As we reported in a recent blog post, attorney generals from several states asked the EEOC to reconsider background check lawsuits they were filing against Dollar General and BMW. But that was just one such example of similar lawsuits being filed by the EEOC.
In an opinion recently issued in the case of EEOC v. Freeman, Inc., Judge Roger Titus of the U.S. District Court for the District of Maryland dismissed a nationwide pattern or practice lawsuit brought by the EEOC that alleged that Freeman, Inc., a service provider for corporate events, unlawfully relied on credit and criminal background checks that caused a disparate impact against African-American, Hispanic and male job applicants.

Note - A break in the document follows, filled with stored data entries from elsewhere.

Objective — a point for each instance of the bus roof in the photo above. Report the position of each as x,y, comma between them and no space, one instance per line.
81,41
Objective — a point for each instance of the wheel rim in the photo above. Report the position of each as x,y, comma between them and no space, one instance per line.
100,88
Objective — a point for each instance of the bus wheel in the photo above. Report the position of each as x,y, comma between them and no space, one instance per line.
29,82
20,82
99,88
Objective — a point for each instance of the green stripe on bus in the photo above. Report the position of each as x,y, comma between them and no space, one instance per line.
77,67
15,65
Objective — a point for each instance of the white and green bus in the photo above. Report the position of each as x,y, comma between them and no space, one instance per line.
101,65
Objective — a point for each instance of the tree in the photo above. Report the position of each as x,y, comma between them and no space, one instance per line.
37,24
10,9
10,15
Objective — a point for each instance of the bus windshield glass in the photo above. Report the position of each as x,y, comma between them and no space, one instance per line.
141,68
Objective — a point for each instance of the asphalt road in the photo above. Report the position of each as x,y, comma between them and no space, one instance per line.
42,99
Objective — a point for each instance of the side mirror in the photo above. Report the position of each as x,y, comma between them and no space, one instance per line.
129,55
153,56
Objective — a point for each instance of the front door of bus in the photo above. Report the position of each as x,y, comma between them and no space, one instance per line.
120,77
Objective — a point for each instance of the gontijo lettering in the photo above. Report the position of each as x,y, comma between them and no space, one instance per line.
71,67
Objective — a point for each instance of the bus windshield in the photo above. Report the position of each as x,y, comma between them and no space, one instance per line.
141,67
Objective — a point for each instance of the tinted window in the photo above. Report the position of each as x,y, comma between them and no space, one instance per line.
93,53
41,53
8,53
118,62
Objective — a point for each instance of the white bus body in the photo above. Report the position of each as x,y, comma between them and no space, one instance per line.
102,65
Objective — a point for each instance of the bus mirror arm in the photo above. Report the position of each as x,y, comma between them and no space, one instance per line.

Judge Titus focused on whether the EEOC provided the requisite evidentiary foundation that Freeman’s policies had a disparate impact based on reliable and accurate statistical analysis. He held that the EEOC had not made such a showing and spent a majority of his 32-page ruling bashing the “expert” reports prepared by Dr. Kevin R. Murphy, the EEOC’s statistical expert.
He labeled the expert reports as: “laughable”; “based on unreliable data”; “rife with analytical error”; containing “a plethora of errors and analytical fallacies” and a “mind-boggling number of errors”; “completely unreliable”; “so full of material flaws that any evidence of disparate impact derived from an analysis of its contents must necessarily be disregarded”; “distorted”; “both over- and under-inclusive”; “cherry-picked”; “worthless”; and “an egregious example of scientific dishonesty.”
Even putting aside all of these issues, Judge Titus said the EEOC failed to identify the specific policy or policies causing the alleged disparate impact and made “no effort to break down what is clearly a multi-faceted, multi-step policy.”
The defeat of the EEOC’s case is significant in this situation, and we’ll be following the outcome of similar cases as well.